What comes to mind when you think of Mexico? Is it the variety of vacation opportunites and beaches? Or maybe you think of coffee, chocolate, tequila or other popular Mexican exports. Or perhaps what comes to mind is the wide variety of Mexican cuisine we’ve become accustomed to here in the United States. What you’re probably not thinking about is a country where the majority of wealth is controlled by cartels, or the extreme income disparities resulting from the drug trade, or even the exceptionally high rates of poverty among rural and indigenous people.
Fundación En Via is one organization who has the dual mission of not only raising awareness of the rural poor in one Mexican state, but also of doing something about it. They’re working to eliminate poverty by empowering rural women to become entrepreneurs.
What is Fundación En Via?
Fundación En Via, or En Via for short, is a nonprofit microfinance organization that operates in the Mexican state of Oaxaca, which is located in the southern-most part of the country near the equator. En Via provides microfinance loans and English language lessons to predominately female clients in two different rural Oaxacan towns. Loans are offered to promising small businesses at a zero percent interest rate. By comparison, most conventional Mexican banks charge as much as 70% interest on their loans.
Why Oaxaca? Oaxaca is noteworthy not only for its size – it is the fifth largest Mexican state – but also because of its high populations of rural and indigenous peoples. In fact, 53% of Mexico’s indigenous population lives in Oaxaca. It is estimated that as many as 4,000 different cultural groups are represented in Oaxaca alone. Like many other Mexican states, Oaxaca relies on tourism, most of which is concentrated near the capital and coastal regions. The majority of tourists never get a sense of what Oaxaca is really like, and they rarely, if ever, come into contact with the state’s rural and indigenous residents.
En Via is helping to bridge that gap by bringing tourists to see microfinance in action. Their daylong microfinance and cultural exchange tours let people get a taste of what life is really like in rural areas. They also help people understand what the concept of microfinance really is, who the program reaches and what types of businesses the loans support. Tour participants have the opportunity to help by directly purchasing items from the small business owners, or by engaging with them through one of the English language classes. Additionally, 100% of the tour fee goes to support more loans.

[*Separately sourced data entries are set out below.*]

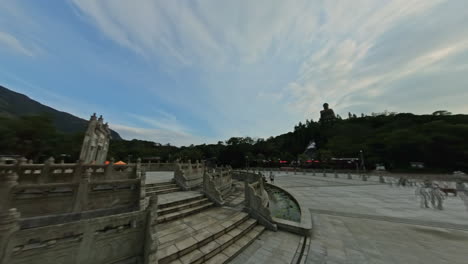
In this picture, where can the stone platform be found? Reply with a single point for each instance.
(357, 221)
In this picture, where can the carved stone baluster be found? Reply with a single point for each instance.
(9, 217)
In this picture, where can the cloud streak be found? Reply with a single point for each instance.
(9, 41)
(208, 70)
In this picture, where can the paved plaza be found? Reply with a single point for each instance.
(357, 221)
(354, 221)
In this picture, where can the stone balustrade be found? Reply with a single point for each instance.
(159, 166)
(217, 183)
(65, 217)
(256, 198)
(189, 175)
(55, 189)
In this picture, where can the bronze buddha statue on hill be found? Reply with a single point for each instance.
(327, 115)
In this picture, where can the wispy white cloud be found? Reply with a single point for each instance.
(238, 68)
(11, 42)
(158, 135)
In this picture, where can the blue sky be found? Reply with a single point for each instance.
(199, 71)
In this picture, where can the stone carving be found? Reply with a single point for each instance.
(92, 234)
(189, 176)
(327, 115)
(96, 141)
(217, 183)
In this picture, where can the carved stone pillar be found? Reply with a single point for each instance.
(151, 239)
(9, 217)
(81, 198)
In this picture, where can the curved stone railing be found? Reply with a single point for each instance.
(89, 238)
(189, 176)
(54, 192)
(217, 183)
(256, 198)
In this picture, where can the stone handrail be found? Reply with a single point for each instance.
(53, 189)
(189, 176)
(217, 182)
(159, 166)
(256, 198)
(83, 240)
(51, 172)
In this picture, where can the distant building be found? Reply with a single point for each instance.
(327, 115)
(311, 150)
(417, 165)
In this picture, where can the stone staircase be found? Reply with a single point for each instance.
(181, 208)
(161, 188)
(214, 235)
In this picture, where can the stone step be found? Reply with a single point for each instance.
(225, 247)
(230, 252)
(182, 206)
(163, 191)
(179, 202)
(184, 212)
(205, 241)
(165, 186)
(157, 184)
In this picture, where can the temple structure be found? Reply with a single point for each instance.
(327, 115)
(96, 141)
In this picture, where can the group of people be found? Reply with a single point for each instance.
(430, 193)
(272, 177)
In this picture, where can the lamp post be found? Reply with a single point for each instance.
(364, 177)
(362, 161)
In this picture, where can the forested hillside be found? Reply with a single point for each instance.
(438, 140)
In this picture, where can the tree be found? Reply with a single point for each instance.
(442, 113)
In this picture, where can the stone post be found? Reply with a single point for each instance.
(151, 240)
(81, 197)
(381, 179)
(9, 217)
(44, 177)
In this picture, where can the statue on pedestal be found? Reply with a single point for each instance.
(327, 115)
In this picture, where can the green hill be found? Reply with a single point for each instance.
(13, 104)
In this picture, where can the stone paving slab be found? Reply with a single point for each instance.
(195, 227)
(270, 247)
(378, 199)
(350, 240)
(159, 176)
(177, 196)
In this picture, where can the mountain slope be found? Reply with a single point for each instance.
(13, 104)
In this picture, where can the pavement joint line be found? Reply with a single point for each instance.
(330, 186)
(391, 219)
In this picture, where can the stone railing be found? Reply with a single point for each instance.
(58, 191)
(189, 175)
(159, 166)
(217, 183)
(128, 237)
(256, 198)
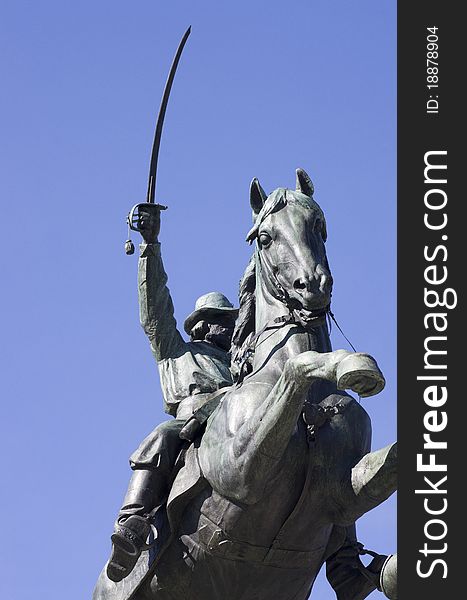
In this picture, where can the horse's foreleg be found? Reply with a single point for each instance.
(239, 452)
(372, 481)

Rosalia is one woman you might meet on the tour. She first used a loan from En Via to help expand her tortilla making business. Then she used the profits from the tortilla business to repair her broken sewing machine. Now she operates two businesses – one making and selling tortillas and another mending garments and creating fabrics on her sewing machine.
Lucila used a loan from En Via to buy weaving supplies and wood to make a loom. She creates beautiful indigenous fabrics, which she sells at the city market. With the money she makes, she is able to pay for the supplies and fees her two daughters need for school.
How Can You Help?
Fundación En Via may be small, but they have grown enormously in the three years since they were founded. The primary reason is because of their microfinance tours, which was named one of the top five green experiences by GreenTravelGuides.com. You can help by making a tax-deductible contribution, or by checking out one of their tours if you’re in the area.